Shortly thereafter, Gadbois stopped at a garage sale of her neighbor Miss Verthalot and bought an ugly dress. She asked the woman, who lived within the boundaries of the Walgreen's project, if she had sold out. Miss Verthalot said she had not. Gadbois posted a short story of her purchase and a picture under the heading "Miss Verthalot's Dress" on her blog where Walgreen's attorneys had been snooping and where they soon discovered that Gadbois had inside information proving that the developers were lying. The tone of subsequent meetings with the Walgreen's developers changed and the project was not done.

"The government reads our blogs now," Gutierrez says. "[Citizens] created a voice."

He says the social consciousness was sparked to action by a wave of murders at the end of 2006 and the beginning of 2007 that led New Orleans citizens to march to City Hall and demand a safer city.

That consciousness helped ignite the social networking wave, which swept up McBride, Gadbois and Gutierrez, after the introduction of the "map that launched a thousand ships."
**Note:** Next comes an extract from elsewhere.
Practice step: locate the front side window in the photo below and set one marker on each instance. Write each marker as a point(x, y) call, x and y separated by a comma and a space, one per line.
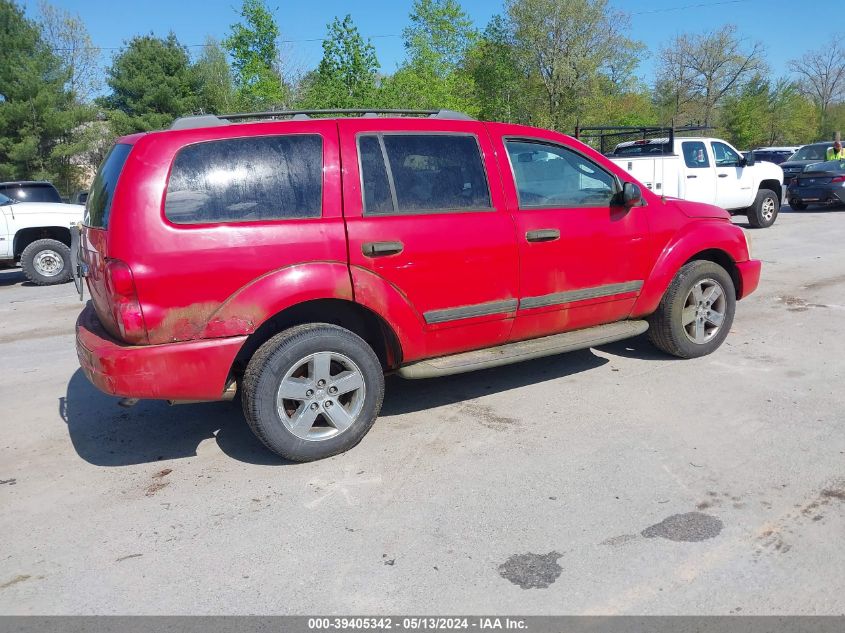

The map showed neighbourhoods that had been under water and would need to prove their viability before the city would work with the federal government to bring rebuilding aid.

It started with a neighbourhood called Broadmoor; its recruitment drive; and its use of mailing lists, bulletin boards and online marketing to solicit the help of Harvard University's Kennedy School of Government and corporations like Motorola to draft a rebuilding plan.

The Mid-City neighbourhood used the New Orleans wiki to draw up a rebuilding plan outline, which was collaboratively written and edited by residents. They used Yahoo Groups as an information repository.

The Beacon of Hope project used the Web to create a community that has logged 33,000 volunteer hours and has 100 volunteers working every day.

The group is now headed to Cedar Rapids, Iowa, to help create a Beacon of Hope in neighborhoods there ravaged by flooding.

"Hopefully we will find a new core competency in New Orleans in terms of civic participation," says Gutierrez.

But he also says corporations should find a knowledge that social networking can bring about dramatic change if given a chance to grow.

He says if it can happen in New Orleans where people treat the computer as a business tool to be turned off at 5 p.m. then it can happen anywhere.

"The work by Karen Gadbois gave us a competitive advantage because she had better information. That is the kind of advantage you can have inside your organisation," Gutierrez says.

He acknowledges that social networking in New Orleans didn't have the security and access control IT needs, but he said, "instead of access control we had accountability."

"What we wanted was to have the city government create the recovery plan, have housing and urban development create the homes for people, to have the school districts clean the schools and reopen them, but we had to do it ourselves."

And, he says, without social networking tools it would never have been accomplished.